Although BNP is not part of the primary stratification criteria in current PE guidelines, it plays a pivotal role in certain treatment decisions, especially in IHR patients. For instance, BNP is incorporated into the Composite Pulmonary Embolism Shock (CPES) score, which helps detect occult shock in normotensive patients-an important predictor of early mortality[39,40].

Lactate as a prognostic marker

Lactate levels in the bloodstream serve as a marker of inadequate oxygen delivery to tissues. An arterial lactate concentration of ≥ 2 mmol/L has been shown to predict prognosis in both unselected and hemodynamically stable PE patients[41-44]. Elevated lactate correlates independently with increased risks of in-hospital death, PE-specific mortality, and combined endpoints such as death and clinical deterioration-regardless of blood pressure status or presence of RV dysfunction at the time of diagnosis[43-45]. In normotensive individuals specifically, data from a large, multicenter, prospective study revealed that elevated lactate levels alone were predictive of PE-related death or clinical deterioration[41].
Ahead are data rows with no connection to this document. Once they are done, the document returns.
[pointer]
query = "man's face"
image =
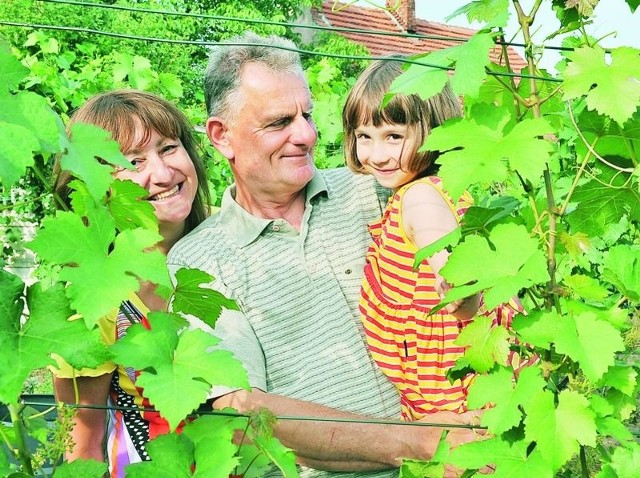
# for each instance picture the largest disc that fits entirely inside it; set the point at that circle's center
(271, 141)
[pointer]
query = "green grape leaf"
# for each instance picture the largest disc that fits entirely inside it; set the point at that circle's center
(178, 370)
(590, 341)
(11, 301)
(129, 208)
(5, 466)
(215, 452)
(171, 84)
(586, 287)
(626, 461)
(539, 328)
(621, 377)
(469, 145)
(624, 405)
(471, 59)
(480, 219)
(614, 428)
(89, 142)
(422, 80)
(576, 244)
(511, 460)
(486, 155)
(608, 138)
(600, 406)
(516, 259)
(493, 13)
(612, 88)
(445, 241)
(171, 457)
(201, 302)
(421, 469)
(12, 72)
(622, 269)
(27, 346)
(498, 388)
(486, 345)
(80, 467)
(33, 112)
(603, 201)
(83, 252)
(281, 456)
(559, 431)
(526, 135)
(16, 146)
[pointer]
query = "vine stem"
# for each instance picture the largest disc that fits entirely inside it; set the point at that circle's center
(583, 462)
(22, 451)
(525, 22)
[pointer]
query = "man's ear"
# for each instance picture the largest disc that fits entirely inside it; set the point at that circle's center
(218, 134)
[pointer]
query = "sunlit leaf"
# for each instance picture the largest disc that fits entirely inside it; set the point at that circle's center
(80, 467)
(179, 369)
(611, 88)
(517, 262)
(486, 345)
(92, 260)
(191, 298)
(129, 208)
(590, 341)
(559, 430)
(507, 396)
(88, 142)
(171, 457)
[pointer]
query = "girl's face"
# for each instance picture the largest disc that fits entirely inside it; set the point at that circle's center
(383, 150)
(165, 170)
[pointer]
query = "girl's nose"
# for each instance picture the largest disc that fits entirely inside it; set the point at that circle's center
(379, 155)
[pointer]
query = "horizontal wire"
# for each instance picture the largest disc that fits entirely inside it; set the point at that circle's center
(288, 24)
(245, 415)
(298, 50)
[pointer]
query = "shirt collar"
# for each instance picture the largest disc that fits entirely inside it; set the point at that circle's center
(244, 227)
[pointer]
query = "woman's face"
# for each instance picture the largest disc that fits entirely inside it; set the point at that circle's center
(165, 170)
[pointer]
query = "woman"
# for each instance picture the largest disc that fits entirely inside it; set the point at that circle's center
(158, 140)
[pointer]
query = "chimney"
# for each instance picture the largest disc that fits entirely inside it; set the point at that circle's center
(405, 12)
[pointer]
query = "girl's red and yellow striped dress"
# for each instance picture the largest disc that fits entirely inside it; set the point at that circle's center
(413, 349)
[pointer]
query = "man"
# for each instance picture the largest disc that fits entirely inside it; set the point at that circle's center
(288, 245)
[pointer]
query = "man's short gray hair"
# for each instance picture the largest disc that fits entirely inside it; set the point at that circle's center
(227, 59)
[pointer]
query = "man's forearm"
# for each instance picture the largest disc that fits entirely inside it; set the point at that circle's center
(336, 445)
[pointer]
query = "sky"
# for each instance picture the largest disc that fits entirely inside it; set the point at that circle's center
(609, 16)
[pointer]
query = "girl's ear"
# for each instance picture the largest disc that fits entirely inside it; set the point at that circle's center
(220, 136)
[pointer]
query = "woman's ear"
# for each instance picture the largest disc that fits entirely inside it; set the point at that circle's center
(219, 135)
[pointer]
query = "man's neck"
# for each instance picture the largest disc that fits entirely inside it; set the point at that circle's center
(287, 207)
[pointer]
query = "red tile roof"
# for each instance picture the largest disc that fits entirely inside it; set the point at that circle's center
(336, 14)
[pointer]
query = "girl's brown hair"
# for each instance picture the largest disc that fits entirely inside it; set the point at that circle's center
(363, 107)
(120, 112)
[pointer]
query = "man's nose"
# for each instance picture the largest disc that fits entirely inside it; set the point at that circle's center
(304, 131)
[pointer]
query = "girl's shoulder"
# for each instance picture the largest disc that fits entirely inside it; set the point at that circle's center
(427, 184)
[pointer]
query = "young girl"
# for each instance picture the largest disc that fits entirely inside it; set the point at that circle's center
(415, 350)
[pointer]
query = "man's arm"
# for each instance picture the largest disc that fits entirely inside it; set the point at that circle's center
(89, 424)
(347, 446)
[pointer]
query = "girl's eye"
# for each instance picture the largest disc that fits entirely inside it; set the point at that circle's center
(168, 148)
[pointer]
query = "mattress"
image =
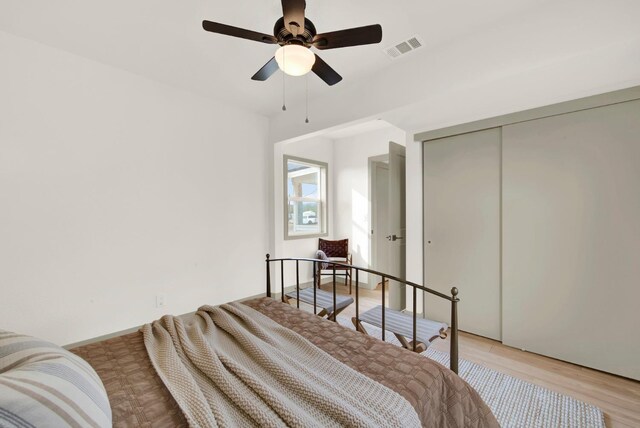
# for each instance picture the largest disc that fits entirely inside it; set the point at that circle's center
(139, 398)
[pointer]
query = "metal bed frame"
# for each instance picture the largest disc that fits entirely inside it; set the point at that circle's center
(453, 357)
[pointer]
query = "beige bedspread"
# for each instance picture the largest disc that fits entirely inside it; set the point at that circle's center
(441, 399)
(232, 366)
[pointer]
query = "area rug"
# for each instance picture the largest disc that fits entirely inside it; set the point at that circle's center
(514, 402)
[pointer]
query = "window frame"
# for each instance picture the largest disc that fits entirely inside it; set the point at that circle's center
(324, 197)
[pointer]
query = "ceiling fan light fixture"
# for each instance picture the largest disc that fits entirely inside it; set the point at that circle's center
(295, 60)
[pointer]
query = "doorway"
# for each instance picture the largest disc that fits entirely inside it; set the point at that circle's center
(387, 193)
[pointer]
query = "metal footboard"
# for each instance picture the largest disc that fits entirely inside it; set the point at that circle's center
(453, 357)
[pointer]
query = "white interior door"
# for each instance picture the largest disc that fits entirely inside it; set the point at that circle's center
(396, 242)
(462, 229)
(380, 218)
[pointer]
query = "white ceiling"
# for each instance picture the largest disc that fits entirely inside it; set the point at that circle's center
(163, 39)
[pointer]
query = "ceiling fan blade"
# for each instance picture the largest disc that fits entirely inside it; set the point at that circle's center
(266, 71)
(293, 11)
(352, 37)
(325, 72)
(228, 30)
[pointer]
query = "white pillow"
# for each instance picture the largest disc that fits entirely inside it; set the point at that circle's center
(43, 385)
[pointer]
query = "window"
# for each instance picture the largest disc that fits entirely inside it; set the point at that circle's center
(305, 186)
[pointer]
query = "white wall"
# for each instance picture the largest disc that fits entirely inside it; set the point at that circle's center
(499, 70)
(351, 178)
(318, 149)
(115, 188)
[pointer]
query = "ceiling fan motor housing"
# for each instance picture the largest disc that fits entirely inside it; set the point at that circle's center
(285, 37)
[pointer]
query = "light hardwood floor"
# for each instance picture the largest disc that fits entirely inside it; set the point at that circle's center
(618, 397)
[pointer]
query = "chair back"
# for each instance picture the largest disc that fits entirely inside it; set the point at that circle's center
(338, 248)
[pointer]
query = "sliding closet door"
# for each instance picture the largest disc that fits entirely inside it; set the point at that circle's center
(571, 246)
(462, 228)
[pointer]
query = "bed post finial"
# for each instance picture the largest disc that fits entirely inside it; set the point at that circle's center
(268, 278)
(453, 354)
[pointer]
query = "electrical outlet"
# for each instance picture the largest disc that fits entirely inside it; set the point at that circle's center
(161, 300)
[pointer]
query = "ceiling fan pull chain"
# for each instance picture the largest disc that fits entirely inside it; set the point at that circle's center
(284, 106)
(306, 120)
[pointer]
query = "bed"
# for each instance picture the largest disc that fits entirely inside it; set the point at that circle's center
(139, 397)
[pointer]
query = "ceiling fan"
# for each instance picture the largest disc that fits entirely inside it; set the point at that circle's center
(296, 35)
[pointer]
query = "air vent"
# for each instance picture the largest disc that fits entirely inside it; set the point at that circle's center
(403, 47)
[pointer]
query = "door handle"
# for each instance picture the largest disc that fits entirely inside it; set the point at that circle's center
(394, 237)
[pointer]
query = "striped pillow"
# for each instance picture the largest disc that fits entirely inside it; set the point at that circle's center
(42, 384)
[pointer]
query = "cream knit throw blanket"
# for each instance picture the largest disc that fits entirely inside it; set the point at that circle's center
(233, 366)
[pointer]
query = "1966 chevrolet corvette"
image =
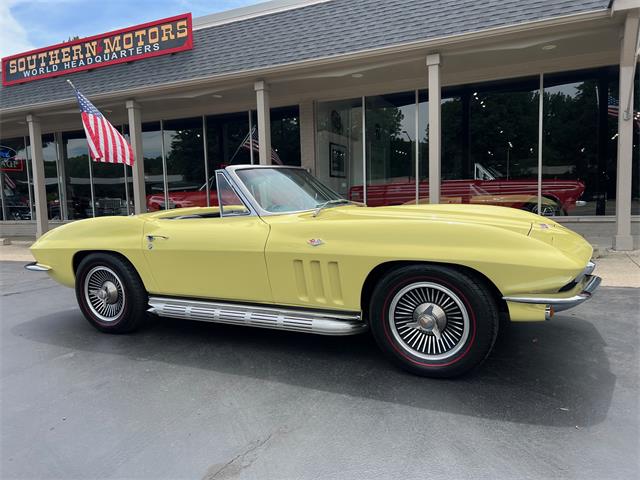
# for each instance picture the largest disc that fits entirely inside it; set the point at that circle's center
(283, 251)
Normotensive shock in IHR PE

The current ESC risk classification does not fully capture the likelihood of deterioration in patients with IHR PE, many of whom may progress to hemodynamic instability and cardiogenic shock due to worsening RV failure[46,47]. The FLASH registry, an observational study focusing on catheter-based mechanical thrombectomy using the FlowTriever system (Inari), offers insight into this issue[48]. Normotensive shock is characterized by a cardiac index ≤ 2.2 L/minute/m2 despite a systolic blood pressure ≥ 90 mmHg. Interestingly, in this group, 17.4% of individuals had a sPESI score of zero, indicating the limitations of conventional risk scoring in detecting underlying instability[48].

To better identify patients at risk, the authors of the FLASH study developed the CPES Score, a six-point tool incorporating elevated troponin, raised natriuretic peptides, RV dysfunction, saddle PE, concomitant DVT, and tachycardia. A perfect score of 6 significantly increased the odds of normotensive shock, with a clear trend showing that higher CPES scores correlated with increased prevalence of normotensive shock-from 0% at a score of 0 to 58.3% at a score of 6[48]. Further retrospective analysis confirmed the CPES score’s utility in predicting clinical outcomes[49].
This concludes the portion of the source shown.